In Pizza We Crust! The New Michelin Recommended Dublin Pizzeria – Little Pyg Review
At the Enzo Coccia Pizza Consulting school, small groups of amateur or professional trainees are taught skills including the art of dough making, topping management and controlling a pizza in and out of an oven that is blazing to temperatures up to 900F. Enzo 67, has the claim to fame of having the first ever Pizzeria recommended by the Michelin guide and chefs travel from around the world searching for an insight into true Neapolitan pizza from what some claim is the world’s number one pizzaiolo. La Notizia, situated on via Caravaggio a small street in the western part of the city of Naples opened over 20 years ago with Enzo carrying on the family tradition of pizza making and in using only the best Campanian ingredients, the restaurant went from strength to strength with customers flocking for something truly authentic.
Chefs with the ambition of becoming master pizzaiolos can take a 4 week course costing upwards of €3000 with Enzo’s Pizza Consulting. Pygmalion, Dublin’s bar/restaurant/club/busiest terrace recently sent 3 chefs to Italy for months of training with Enzo & Co and Little Pyg was born. The space at the centre of the Powerscourt centre has always been a mystery for its underuse and its massive potential. Day time housed The Townhouse Cafe and at night silenced swept the air bar the odd bank holiday party from Pygmalion.
The walled courtyard has received some added greenery around the perimeter and by way of some wonderful three-tiered lighting fixtures hanging above. I enter through an arch of foliage and are immediately greeted by the friendly staff who sits me down and start inquiring of my cocktail preferences while informing me it is two for one on ‘Pygtails’ that usually adorn the menu at €13.90. I order a Flat White Martini consisting of Vodka, Baileys, Kahlua, Sugar and Espresso which arrives a much paler brown than your traditional Espresso Martini but still holding a delicious coffee flavour.
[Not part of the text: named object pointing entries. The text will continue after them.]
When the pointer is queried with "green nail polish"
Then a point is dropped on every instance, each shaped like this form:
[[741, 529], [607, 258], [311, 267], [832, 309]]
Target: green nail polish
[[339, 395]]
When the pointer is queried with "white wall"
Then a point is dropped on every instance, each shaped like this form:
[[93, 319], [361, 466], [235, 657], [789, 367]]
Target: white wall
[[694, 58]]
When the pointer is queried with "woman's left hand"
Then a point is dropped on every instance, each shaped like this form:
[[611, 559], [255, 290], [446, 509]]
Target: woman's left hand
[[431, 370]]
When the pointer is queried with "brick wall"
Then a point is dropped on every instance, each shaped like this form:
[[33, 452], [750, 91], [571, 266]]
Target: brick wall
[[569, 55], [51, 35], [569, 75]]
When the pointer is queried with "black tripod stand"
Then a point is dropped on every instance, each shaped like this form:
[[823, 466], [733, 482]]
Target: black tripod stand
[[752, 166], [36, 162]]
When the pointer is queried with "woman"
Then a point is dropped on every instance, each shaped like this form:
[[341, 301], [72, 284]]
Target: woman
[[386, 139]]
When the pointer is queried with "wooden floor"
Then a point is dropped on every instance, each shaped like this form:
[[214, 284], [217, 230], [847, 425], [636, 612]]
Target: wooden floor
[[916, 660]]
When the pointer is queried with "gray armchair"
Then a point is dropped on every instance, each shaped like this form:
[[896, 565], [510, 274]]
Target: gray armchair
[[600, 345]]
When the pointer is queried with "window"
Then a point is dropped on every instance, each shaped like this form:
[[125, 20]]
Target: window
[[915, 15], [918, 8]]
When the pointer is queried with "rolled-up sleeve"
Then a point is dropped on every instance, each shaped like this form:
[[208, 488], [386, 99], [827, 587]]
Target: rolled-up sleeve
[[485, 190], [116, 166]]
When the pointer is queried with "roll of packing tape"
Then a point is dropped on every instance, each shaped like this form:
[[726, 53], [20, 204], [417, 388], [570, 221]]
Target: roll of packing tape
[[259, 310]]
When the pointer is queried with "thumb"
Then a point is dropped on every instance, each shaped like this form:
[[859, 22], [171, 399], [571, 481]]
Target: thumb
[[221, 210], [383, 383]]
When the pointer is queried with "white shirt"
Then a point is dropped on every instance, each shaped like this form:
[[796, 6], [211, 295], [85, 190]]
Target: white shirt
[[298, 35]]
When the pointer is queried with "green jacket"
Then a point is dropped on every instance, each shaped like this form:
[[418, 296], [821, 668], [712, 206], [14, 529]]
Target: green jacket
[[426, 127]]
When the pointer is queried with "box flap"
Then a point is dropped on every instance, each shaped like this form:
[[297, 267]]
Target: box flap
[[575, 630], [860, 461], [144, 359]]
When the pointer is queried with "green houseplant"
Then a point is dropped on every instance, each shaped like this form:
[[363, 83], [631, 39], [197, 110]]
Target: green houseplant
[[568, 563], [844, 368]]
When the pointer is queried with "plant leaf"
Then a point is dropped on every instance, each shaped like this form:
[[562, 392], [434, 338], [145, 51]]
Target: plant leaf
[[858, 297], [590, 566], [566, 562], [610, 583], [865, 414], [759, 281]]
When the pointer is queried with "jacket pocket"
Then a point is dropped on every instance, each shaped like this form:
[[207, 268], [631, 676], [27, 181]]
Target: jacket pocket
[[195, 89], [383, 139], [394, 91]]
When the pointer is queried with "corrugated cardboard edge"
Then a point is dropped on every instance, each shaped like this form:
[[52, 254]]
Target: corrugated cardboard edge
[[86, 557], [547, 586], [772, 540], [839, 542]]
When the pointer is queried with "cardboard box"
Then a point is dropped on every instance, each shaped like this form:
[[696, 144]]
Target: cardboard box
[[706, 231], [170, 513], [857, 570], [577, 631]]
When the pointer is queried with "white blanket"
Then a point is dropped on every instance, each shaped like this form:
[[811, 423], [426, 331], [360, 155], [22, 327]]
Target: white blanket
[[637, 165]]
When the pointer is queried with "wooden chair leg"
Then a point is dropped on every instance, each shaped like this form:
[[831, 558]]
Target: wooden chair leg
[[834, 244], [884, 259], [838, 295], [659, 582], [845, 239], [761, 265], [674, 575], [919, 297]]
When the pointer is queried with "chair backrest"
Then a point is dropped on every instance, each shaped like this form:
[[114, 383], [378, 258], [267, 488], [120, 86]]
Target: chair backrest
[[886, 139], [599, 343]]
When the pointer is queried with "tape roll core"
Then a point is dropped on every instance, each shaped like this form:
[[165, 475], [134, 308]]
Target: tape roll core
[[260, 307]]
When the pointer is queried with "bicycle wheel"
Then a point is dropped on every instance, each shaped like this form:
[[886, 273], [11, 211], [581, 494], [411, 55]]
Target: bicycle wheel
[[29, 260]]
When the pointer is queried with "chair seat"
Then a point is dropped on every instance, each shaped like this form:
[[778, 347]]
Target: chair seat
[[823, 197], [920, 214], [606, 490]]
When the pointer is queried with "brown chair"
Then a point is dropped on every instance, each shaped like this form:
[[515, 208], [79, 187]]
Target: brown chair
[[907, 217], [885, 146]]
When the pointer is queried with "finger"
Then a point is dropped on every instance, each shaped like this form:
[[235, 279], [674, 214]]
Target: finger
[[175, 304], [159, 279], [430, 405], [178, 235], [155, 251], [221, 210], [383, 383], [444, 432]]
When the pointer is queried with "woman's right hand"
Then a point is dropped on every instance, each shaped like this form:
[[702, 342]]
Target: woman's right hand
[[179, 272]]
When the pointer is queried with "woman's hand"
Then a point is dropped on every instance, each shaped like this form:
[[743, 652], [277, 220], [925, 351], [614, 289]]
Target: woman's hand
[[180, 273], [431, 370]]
Now, some pizza. The menu is a multicoloured circle and each of the 10 pizzas has a slice each with prices ranging from €11-€16 bar one exception. Enzo Coccia Special €35 and something very special. White base, buffalo mozzarella, 30 month aged parmesan, extra virgin olive oil and the theatre of black and white truffle shaved onto the plate at your table. The aroma of white truffle is bewitching and as the jar opens an instant waft graces the air sending my tastebuds into a frenzy. Our server shaves a generous helping of both and the wait is over as I devour the first slice of the evening. The woodfired oven leaves the slight desirable char on the crust and yet keeps the rest of the pizza thin and cooked to perfecting with the juices of the oil and cheese melting deliciously in unison with the prized truffles. At €35 for a pizza, eyebrows may be raised initially but remember white truffles typically cost around €2500 per kilo and their black counterpart €500 per kg. Truffles are particular about what soil they will grow in and are found on the roots of trees under the ground with pigs traditionally being have been trained to sniff out the subterranean gold. My companion joined me late and ordered The Nduja €15 topped with tomato, fior di latte, nduja, friarielli, pecorino, basil and extra virgin olive oil. A delicious tomato base with just enough spice from the sausage and some colour from the friarielli.
The manager, Luca from Sicily, informs us the kitchen requires four chefs to keep the operation flowing and the spectacular oven built on-site from scratch brick by brick burns at 450°C cooking pizzas at around 55 seconds each.
It turns 6 pm and the speakers around us start to drum out some background Jamiroquai signalling the beginning of the weekend, now noticing all of the two person marble tables are full and only a couple of larger black wooden tables surrounded by bamboo wedding-esque chairs available. We order two more cocktails for before moving on and are once again being impressed by an Amaretto Sour and a Tequila My Tie.
Dublin is very lucky to have many outstanding pizzerias currently burning wood at great temperatures in the city and Little Pyg immediately becomes a contender at the top of the list with maybe none being more authentic. Add in some great service, 2 for 1 cocktails 7 days a week and the stylish backdrop, That’s amore.